Design optimization of tunneling field-effect transistor based on silicon nanowire PNPN structure and its radio frequency characteristics

Recently, a number of semiconductor devices have been widely researched in order to make breakthroughs from the short-channel effects (SCEs) and high standby power dissipation of the conventional metal-oxide-semiconductor field-effect transistors (MOSFETs). In this paper, a design optimization for the silicon nanowire tunneling field-effect transistor (SNW TFET) based on PNPN multi-junction structure and its radio frequency (RF) performances are presented by using technology computer-aided design (TCAD) simulations. The design optimization was carried out in terms of primary direct-current (DC) parameters such as on-current (Ion), off-current (Ioff), current ratio (Ion/Ioff), and subthreshold swing (SS). Based on the parameters from optimized DC characteristics, basic radio frequency (RF) performances such as cut-off frequency (fT) and maximum oscillation frequency (fmax) were analyzed. The simulated device had a channel length of 60 nm and a SNW radius of 10 nm. The design variable was width of the n-doped layer. For an optimally designed PNPN SNW TFET, SS of 34 mV/dec and Ion of 35 μA/μm were obtained. For this device, fT and fmax were 80 GHz and 800 GHz, respectively.

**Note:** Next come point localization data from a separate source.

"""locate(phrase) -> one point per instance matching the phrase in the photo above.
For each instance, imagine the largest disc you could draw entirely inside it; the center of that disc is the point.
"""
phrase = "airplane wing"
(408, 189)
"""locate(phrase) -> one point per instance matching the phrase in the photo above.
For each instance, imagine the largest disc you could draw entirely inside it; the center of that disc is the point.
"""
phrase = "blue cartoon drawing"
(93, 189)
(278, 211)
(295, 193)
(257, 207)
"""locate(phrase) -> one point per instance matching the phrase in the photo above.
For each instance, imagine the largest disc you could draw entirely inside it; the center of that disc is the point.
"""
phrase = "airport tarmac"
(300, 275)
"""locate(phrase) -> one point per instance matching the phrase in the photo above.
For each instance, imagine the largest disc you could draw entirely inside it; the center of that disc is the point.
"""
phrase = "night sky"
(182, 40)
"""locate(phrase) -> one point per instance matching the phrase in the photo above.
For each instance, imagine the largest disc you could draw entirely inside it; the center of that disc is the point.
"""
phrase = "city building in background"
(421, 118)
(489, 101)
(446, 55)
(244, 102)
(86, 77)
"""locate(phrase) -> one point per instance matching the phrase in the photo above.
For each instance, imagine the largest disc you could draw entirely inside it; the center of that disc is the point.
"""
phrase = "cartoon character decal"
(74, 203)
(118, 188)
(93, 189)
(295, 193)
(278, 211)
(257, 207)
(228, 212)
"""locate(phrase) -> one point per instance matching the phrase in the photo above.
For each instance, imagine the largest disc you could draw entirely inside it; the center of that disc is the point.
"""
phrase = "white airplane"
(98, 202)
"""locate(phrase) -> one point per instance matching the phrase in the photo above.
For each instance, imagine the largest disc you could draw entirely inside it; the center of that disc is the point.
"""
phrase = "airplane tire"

► We have optimized the electrical performances of PNPN SNW TFETs by using TCAD simulation.
► The design optimization was carried out in terms of on-current, off-current, and subthreshold swing.
► Basic radio frequency performances fT and fmax are analyzed.
► For an optimally designed PNPN SNW TFET, SS of 34 mV/dec and Ion of 35 μA/μm were obtained.
► fT and fmax were 80 GHz and 800 GHz, respectively.